Backdating option stock Free live chat with out joining
Companies would simply wait for a period in which the company's stock price fell to a low and then moved higher within a two-month period.
The company would then grant the option but date it at or near its lowest point.
This is a way of repricing options to make them valuable or more valuable when the option "strike price" (the fixed price at which the owner of the option can purchase stock) is fixed to the stock price at the date the option was granted.
Cases of backdating employee stock options have drawn public and media attention.
This adjustment to the filing window came in with the Sarbanes-Oxley legislation.
Options backdating is the practice of altering the date a stock option was granted, to a usually earlier (but sometimes later) date at which the underlying stock price was lower.

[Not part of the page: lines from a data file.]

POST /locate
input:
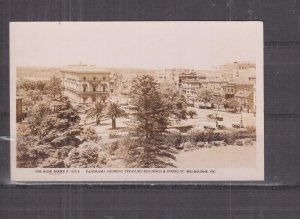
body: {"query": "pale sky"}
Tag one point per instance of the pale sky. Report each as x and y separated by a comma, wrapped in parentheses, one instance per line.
(198, 45)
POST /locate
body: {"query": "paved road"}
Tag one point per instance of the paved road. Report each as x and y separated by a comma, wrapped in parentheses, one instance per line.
(228, 118)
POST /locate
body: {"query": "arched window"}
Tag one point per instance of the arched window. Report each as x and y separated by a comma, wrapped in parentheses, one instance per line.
(104, 87)
(94, 86)
(84, 87)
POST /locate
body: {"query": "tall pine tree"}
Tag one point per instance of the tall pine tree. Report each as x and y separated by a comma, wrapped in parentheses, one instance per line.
(149, 112)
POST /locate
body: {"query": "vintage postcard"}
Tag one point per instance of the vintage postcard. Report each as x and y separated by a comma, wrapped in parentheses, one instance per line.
(136, 101)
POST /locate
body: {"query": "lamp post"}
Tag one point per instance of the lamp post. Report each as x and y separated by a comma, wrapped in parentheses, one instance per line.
(242, 126)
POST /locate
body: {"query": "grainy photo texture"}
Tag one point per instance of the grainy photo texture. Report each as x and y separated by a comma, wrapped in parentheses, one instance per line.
(135, 101)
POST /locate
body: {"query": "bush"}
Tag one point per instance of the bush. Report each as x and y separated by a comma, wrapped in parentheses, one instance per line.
(173, 139)
(188, 146)
(200, 144)
(248, 141)
(89, 134)
(195, 136)
(239, 142)
(114, 135)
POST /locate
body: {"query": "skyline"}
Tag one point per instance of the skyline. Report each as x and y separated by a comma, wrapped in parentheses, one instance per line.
(152, 45)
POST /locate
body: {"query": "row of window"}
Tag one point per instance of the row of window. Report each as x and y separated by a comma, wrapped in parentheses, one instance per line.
(94, 78)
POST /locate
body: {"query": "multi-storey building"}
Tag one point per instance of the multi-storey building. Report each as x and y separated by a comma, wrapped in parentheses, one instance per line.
(238, 70)
(86, 84)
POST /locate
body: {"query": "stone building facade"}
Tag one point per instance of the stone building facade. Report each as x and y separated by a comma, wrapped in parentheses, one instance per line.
(87, 84)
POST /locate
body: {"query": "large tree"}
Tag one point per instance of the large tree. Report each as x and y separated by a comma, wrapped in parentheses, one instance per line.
(175, 101)
(149, 112)
(114, 111)
(204, 95)
(97, 111)
(54, 87)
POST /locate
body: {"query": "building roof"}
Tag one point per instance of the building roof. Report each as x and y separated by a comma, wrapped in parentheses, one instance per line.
(191, 81)
(243, 94)
(84, 69)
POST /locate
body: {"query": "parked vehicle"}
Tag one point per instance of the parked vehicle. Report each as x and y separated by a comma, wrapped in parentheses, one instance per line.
(208, 127)
(220, 118)
(236, 126)
(221, 127)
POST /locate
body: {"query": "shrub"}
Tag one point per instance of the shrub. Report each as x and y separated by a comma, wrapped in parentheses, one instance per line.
(188, 146)
(173, 139)
(239, 142)
(192, 113)
(147, 153)
(89, 134)
(200, 144)
(248, 141)
(195, 136)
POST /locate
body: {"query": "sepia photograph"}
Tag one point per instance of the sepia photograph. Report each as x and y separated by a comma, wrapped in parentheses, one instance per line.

ESOs are usually granted at-the-money, i.e., the exercise price of the options is set to equal the market price of the underlying stock on the grant date.
Because the option value is higher if the exercise price is lower, executives prefer to be granted options when the stock price is at its lowest.

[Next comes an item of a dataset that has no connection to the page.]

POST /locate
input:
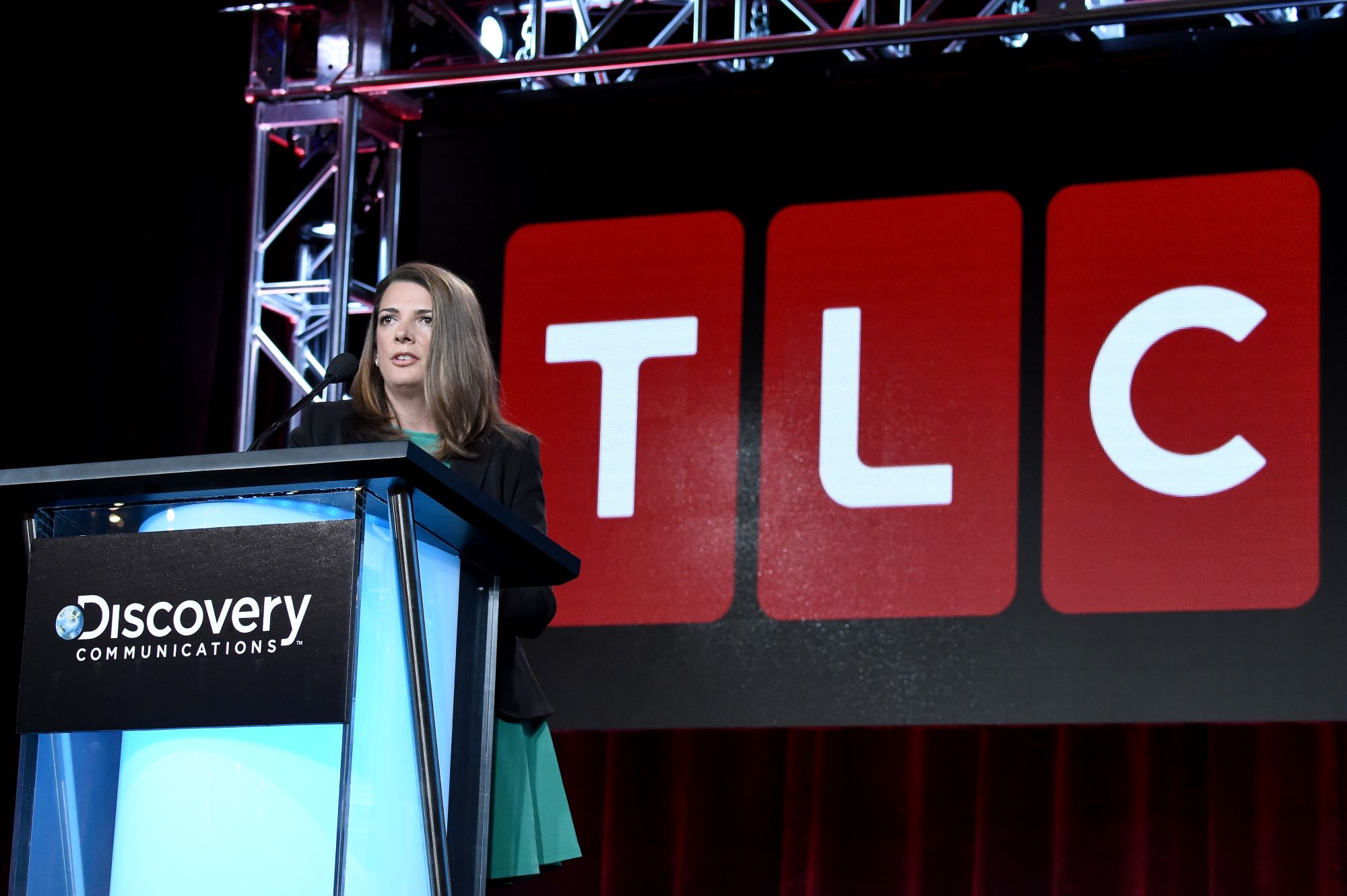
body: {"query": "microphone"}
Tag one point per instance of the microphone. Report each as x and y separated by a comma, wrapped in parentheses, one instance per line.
(340, 369)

The act of options backdating has become much more difficult as companies are now required to report the granting of options to the SEC within two business days.

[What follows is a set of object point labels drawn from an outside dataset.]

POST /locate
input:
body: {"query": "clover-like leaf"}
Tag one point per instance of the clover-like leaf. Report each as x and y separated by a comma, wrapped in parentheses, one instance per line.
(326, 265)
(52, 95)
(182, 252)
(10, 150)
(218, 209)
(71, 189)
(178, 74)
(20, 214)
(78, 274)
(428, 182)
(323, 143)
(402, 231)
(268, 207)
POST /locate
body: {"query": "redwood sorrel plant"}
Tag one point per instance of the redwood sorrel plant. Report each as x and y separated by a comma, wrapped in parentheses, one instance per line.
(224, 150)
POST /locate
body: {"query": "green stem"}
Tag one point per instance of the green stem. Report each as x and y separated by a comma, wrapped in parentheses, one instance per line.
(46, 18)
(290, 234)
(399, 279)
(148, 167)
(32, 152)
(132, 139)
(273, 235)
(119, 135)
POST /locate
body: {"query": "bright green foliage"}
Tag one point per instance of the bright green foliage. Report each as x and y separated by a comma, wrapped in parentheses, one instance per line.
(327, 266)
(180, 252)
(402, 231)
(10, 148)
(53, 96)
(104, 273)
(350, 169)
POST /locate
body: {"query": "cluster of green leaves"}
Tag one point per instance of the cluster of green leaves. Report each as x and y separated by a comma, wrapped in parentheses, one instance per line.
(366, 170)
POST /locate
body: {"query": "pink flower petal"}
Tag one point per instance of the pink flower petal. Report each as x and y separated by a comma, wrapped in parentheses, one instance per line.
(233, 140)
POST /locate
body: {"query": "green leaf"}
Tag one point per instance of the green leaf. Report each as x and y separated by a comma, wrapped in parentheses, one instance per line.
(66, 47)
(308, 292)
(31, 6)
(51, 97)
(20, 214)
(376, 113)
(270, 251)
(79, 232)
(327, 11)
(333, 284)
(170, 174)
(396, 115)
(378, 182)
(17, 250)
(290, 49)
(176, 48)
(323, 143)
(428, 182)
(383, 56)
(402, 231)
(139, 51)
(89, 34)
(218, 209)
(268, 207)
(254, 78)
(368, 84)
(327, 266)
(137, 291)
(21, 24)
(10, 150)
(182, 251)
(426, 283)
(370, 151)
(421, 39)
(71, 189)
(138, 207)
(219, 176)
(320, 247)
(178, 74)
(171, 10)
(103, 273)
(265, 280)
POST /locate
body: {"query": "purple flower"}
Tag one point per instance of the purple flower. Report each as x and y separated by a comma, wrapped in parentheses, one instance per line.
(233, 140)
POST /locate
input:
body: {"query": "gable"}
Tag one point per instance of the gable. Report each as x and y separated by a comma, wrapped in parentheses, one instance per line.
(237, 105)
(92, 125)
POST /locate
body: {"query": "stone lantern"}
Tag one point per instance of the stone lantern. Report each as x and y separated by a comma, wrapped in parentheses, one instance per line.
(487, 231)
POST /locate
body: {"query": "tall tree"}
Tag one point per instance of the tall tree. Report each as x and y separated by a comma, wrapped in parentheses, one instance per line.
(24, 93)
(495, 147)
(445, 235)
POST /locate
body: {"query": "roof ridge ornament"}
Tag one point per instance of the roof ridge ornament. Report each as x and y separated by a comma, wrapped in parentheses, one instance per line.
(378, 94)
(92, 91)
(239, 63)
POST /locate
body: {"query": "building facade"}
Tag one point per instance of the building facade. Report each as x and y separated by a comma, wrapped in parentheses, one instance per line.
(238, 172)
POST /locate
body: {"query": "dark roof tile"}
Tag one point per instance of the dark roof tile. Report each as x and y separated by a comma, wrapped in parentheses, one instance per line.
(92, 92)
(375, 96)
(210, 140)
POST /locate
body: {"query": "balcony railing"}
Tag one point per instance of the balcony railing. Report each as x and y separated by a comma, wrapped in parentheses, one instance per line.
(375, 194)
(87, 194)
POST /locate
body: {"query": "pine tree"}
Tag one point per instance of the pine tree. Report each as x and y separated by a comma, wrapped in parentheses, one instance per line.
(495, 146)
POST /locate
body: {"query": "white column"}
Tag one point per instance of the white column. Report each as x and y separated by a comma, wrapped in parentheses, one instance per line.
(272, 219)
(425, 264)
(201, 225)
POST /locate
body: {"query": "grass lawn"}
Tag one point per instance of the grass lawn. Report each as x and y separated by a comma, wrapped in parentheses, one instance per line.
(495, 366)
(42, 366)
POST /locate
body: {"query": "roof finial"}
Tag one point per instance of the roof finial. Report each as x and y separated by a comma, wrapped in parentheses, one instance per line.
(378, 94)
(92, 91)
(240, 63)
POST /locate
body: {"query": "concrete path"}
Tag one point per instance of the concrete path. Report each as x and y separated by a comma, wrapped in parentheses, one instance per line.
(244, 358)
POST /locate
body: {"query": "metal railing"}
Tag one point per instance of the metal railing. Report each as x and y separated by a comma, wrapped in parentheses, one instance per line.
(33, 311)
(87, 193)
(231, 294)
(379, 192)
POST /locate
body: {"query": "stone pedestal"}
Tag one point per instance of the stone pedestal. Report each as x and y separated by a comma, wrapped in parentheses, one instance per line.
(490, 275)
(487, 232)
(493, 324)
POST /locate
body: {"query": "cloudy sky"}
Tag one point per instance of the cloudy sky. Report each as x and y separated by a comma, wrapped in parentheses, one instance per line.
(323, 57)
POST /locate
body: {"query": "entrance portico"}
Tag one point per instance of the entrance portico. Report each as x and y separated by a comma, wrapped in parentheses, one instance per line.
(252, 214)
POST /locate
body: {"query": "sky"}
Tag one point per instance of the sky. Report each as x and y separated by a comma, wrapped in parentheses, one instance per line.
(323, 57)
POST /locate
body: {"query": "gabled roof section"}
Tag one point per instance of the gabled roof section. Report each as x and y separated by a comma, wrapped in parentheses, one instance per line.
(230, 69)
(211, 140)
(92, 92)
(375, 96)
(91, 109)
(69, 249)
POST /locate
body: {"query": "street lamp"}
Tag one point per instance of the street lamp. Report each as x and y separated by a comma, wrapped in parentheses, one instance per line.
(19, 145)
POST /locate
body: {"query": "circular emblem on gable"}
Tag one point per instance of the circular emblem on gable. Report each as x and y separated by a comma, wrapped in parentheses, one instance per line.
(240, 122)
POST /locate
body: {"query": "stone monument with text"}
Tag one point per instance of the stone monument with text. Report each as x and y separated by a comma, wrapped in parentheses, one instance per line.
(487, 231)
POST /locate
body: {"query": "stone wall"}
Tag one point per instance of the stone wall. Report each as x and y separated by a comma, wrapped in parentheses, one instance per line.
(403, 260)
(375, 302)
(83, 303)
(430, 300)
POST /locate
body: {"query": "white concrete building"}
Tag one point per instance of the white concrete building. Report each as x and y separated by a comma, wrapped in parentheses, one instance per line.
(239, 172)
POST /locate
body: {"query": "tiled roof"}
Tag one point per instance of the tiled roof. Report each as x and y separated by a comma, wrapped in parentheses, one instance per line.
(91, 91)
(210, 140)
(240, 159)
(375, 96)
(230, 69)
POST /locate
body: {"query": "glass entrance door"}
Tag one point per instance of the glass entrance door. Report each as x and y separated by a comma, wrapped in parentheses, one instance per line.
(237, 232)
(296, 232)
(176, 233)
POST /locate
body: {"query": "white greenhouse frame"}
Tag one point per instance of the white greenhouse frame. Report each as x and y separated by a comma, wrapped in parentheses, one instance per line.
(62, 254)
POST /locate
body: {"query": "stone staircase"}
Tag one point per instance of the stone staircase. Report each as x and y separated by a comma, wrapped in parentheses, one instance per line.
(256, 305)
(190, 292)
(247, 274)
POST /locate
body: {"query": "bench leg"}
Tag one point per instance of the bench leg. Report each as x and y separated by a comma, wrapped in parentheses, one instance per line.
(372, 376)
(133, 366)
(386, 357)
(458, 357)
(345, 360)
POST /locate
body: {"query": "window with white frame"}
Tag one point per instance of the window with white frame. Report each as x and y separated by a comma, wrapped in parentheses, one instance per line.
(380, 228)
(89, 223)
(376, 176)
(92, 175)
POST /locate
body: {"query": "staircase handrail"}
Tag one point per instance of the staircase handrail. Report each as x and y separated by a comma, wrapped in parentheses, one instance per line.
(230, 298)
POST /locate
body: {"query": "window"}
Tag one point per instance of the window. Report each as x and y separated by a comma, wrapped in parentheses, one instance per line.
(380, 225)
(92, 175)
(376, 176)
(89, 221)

Technically, any options granted today should bear a strike price of .
In a backdated situation, however, the options would be granted today (August 16), but their listed day of granting would be June 1 in order to give the options a lower strike price.
The Wall Street Journal (see discussion of article below) pointed out a CEO option grant dated October 1998.
The number of shares subject to option was 250,000 and the exercise price was (the trough in the stock price graph below.) Given a year-end price of , the intrinsic value of the options at the end of the year was (-) x 250,000 = ,750,000.